J.N. was 18 years old at the time of trial. He testified that, after the family got home on October 22, 2000, Tempongko received several cell phone calls. Tempongko was “frantic, ” arguing with someone on the phone, and telling the caller not to come to the apartment. Thirty to 45 minutes later, defendant banged loudly on the front door, then entered without being let in. He began yelling and asking Tempongko where she had been and with whom. The two argued for five or 10 minutes. Defendant then walked briskly to the kitchen, returned to the living room with a large knife, and repeatedly stabbed Tempongko. She futilely raised her arms in self-defense. Defendant continued to stab her as she slumped to the floor, then fled, taking the knife with him. Nearby, police later recovered a knife with Tempongko’s blood on it.

Defendant testified that he and Tempongko had an up and down relationship. While they discussed having their own children, Tempongko was concerned that defendant would leave her as the fathers of her two other children had done. At some point, they decided Tempongko would try to become pregnant, but defendant believed she was unsuccessful. Defendant acknowledged he had grabbed Tempongko on several occasions but denied pulling her hair.

On the day of the killing, defendant and Tempongko had planned to have lunch together. However, she called him and said she was going shopping in Vallejo with a female friend. She offered to meet defendant after she returned.

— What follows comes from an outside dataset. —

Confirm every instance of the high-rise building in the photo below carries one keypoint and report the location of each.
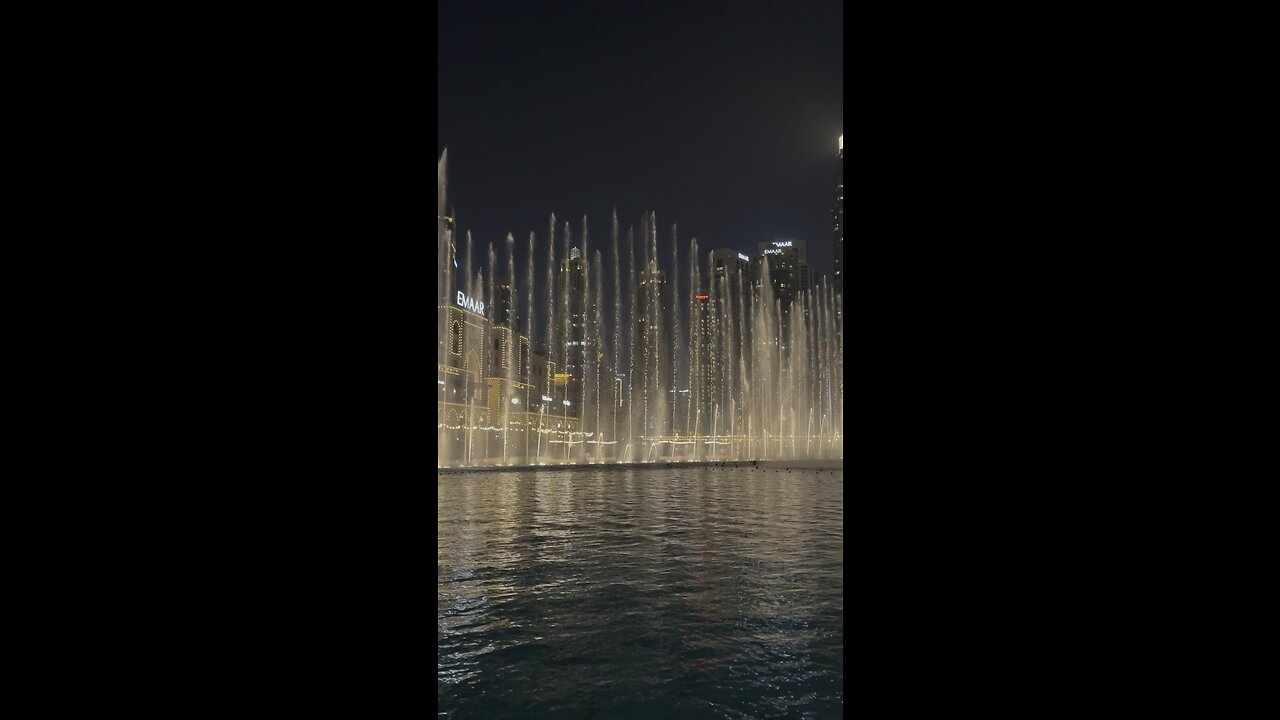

At her request, defendant called Tempongko at about 3:00 p.m. to see if they were on their way back to San Francisco. He denied being upset or demanding that she be home by 7:00 p.m. That evening, he went to the apartment and let himself in with a key because Tempongko was expecting him. Defendant was calm but Tempongko was upset, asking why he was late. The argument became heated. Tempongko hurled insults, calling defendant a “ ‘fucking illegal’ ” and a “ ‘nobody.’ ” She said she “ ‘could get better than [him].’ ” Defendant said he was leaving, which upset Tempongko further. She stated: “ ‘Fuck you. I was right. I knew you were going to walk away someday. That’s why I killed your bastard. I got an abortion.’ ” Defendant was shocked; Tempongko had never mentioned an abortion. He remembered nothing else until he found himself standing in the living room with a bloody knife. He admitted that he discarded the knife and fled to Mexico.

Defendant was charged with murder and use of a deadly weapon.[1] The trial court gave instructions on first and second degree murder, as well as voluntary manslaughter based upon a sudden quarrel or heat of passion.[2] The jury found defendant guilty of second degree murder with the use enhancement.

A divided Court of Appeal concluded the voluntary manslaughter instruction was prejudicially erroneous and reversed defendant’s conviction. We clarify the appropriate standard and reverse the judgment of the Court of Appeal.